Parker Parker, for appellee.
This is a suit by the appellees to foreclose a vendor's lien on property sold to appellants, Raymond C. Bryant and his wife, Lydia. Burl Johnson, Bryant's tenant, is also made a party defendant. The land is located in Yell County, and the Bryants were served with summons in Pulaski County. In addition to asking for judgment on the debt secured by the lien, the appellees seek a judgment for money owed by the appellants on open account. The Bryants filed a motion to strike that part of the complaint dealing with the open account; the Chancery Court's action denying the motion is one of the principal issues on direct appeal.
On cross-appeal appellees contend, among other things, that all payments had been applied by appellees to the open account, and that the chancellor erred in applying any of the payments made by the Bryants to the indebtedness secured by the lien.
In 1948, appellees, W. H. Green and Viola Green, sold to appellants, Raymond C. Bryant and Lydia C. Bryant, 200 acres of land in Yell County for the consideration of $12,000, of which $3,000 was paid in cash, and the vendor's lien retained for $9,000, at 6% interest. `Subsequently, Green extended credit to Bryant on various items totalling $3,691.23. Bryant paid to Green a total of $6,970.49. At the request of Bryant, D. B. McClure, a public accountant, figured the balance owed by Bryant to Green. McClure was called as a witness by Green, and at the conclusion of his testimony it was not clear as to just how much was owed on the indebtedness secured by the lien, or the balance on the open account. The court said, speaking to counsel for both sides: "Will you let Mr. McClure figure all of that and send me the figures? Will that be all right to both of you?" The lawyers on both sides stated that it would. Later, the court prepared a statement of findings and it is set out therein that $7,634.90 is owed by the Bryants which is secured by the lien, and that, in addition, Raymond Bryant is indebted to W. H. Green in the sum of $1,817.29.
Appellants say that the court erred in denying their motion to strike that part of the complaint alleging an indebtedness other than the one secured by the vendor's lien; that there is a misjoinder of causes of action; that the Yell Chancery Court does not have jurisdiction to render judgment on an open account where the defendants have been served with summons in Pulaski County. In support of this contention, appellants cite Barr v. Cockrill, 224 Ark. 570, 275 S.W.2d 6, to the effect that "in order to obtain judgment against a defendant in a county other than that in which a suit is brought on a transitory action, said defendant must be jointly liable with a defendant who resides or is summoned in the county where the suit is filed." Of course, this is a correct statement of the law, but it has no application here. Ark.
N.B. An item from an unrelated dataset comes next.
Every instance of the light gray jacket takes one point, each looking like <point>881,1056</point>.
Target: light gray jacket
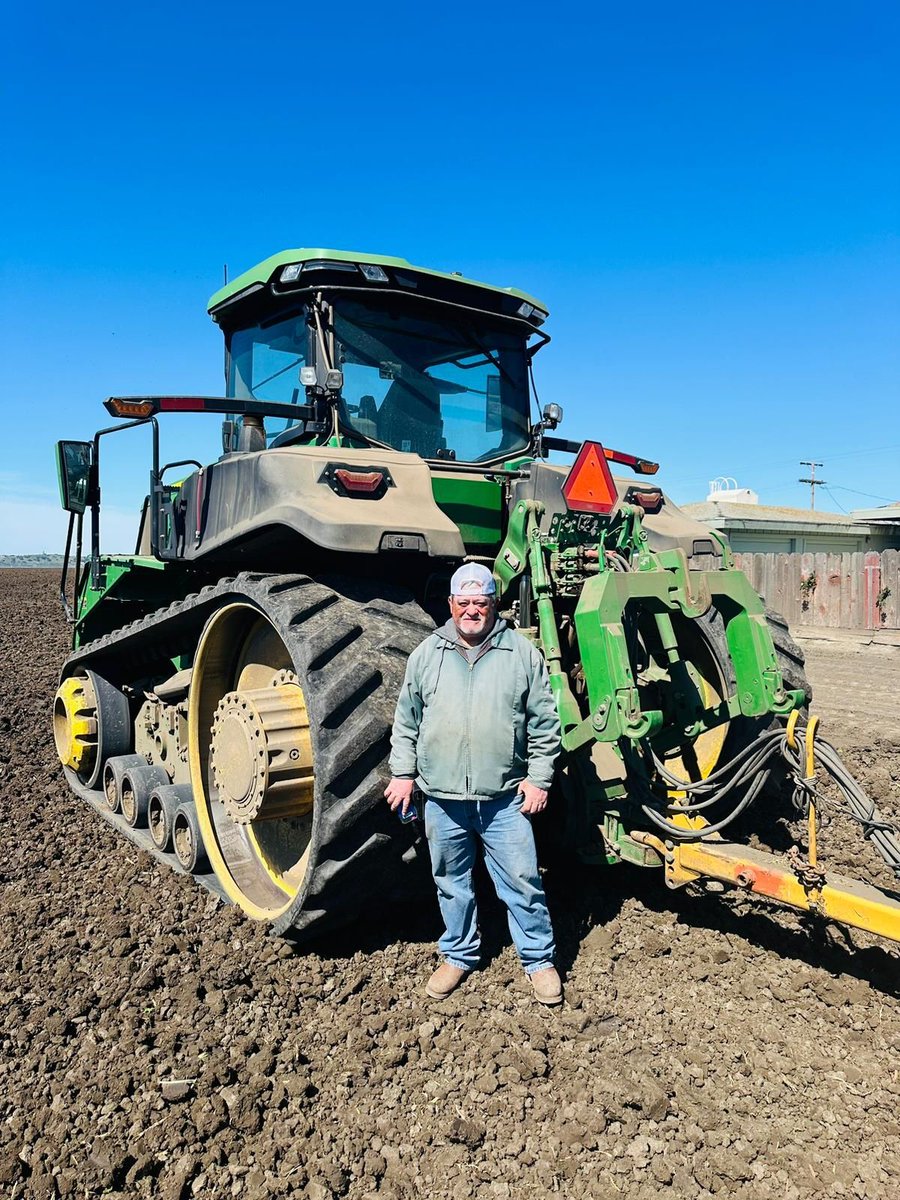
<point>474,731</point>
Stats. 27-1301 is controlling, and provides: "Several causes of action may be united in the same complaint, where each affects all the parties to the action, may be brought in the same county, be prosecuted by the same kind of proceedings, and all belong to one of the following classes: First. Claims arising out of contracts, express or implied . . . Appellants contend that this statute is not applicable here because Burl Johnson, Bryant's tenant, who was in possession of the real property, was made a party as well as Lydia Bryant, the wife of Raymond C. Bryant. Lydia Bryant is liable on the debt secured by the vendor's lien, and it is claimed by Green that she is liable on the open account. Johnson was the Bryants' tenant; no judgment was rendered against him, and he is not an appellant here. This entire controversy grows out of contracts between the parties. Moreover, the Bryants filed an answer prior to filing a motion to strike.
Appellants also argue that the court erred in charging them with a $100 item and a $600 item, and failing to give them credit for an additional payment of $1,000. But we cannot say the court's finding in respect to these items is contrary to a preponderance of the evidence. Appellant also says that the statute of frauds applies to the $100 item and the $600 item. It is contended that Bryant is being required to answer for the debts of another; however, it appears that these were original obligations of Bryant.
On cross-appeal, appellees contend that the court erred in applying payments made by Bryant to the indebtedness secured by the lien; that Green had applied the payments to the open account, which he had a right to do as Bryant had not directed that the payments be applied to either account. It appears from the record, however, that Bryant made the payments on the lien debt, that Green had so understood it, and had applied the payments accordingly. Bryant testified as follows:
"Q. The transaction you entered into, being the balance of the payments on the place, were to be made at the rate of $1,000.00 per year, bearing 6% interests?
A. That is correct.
"Q. Each payment was to have the interest taken out of it and the balance applied on the principals?
A. Yes, sir.
"Q. And the residue applied to the principals
A. That is right.
"Q Did you, this year, go to the home of Mr. and Mrs. Green to ascertain the state of the noted?
A. Yes, sir.
"Q. Did you and he look at the records and from them take off the payments that had been made and putting them down and then having him to sign showing that they had been paid?
A. Yes."
The witness introduced in evidence a statement of the lien account set out at the bottom of an affidavit regarding the legal title to the land. It appears that the payments were applied against the lien indebtedness, and we cannot say the chancellor's holding in this respect was contrary to a preponderance of the evidence.
On cross-appeal, appellees make other points, all of which we have examined carefully, but we find no error.
The decree is affirmed on appeal and on cross-appeal.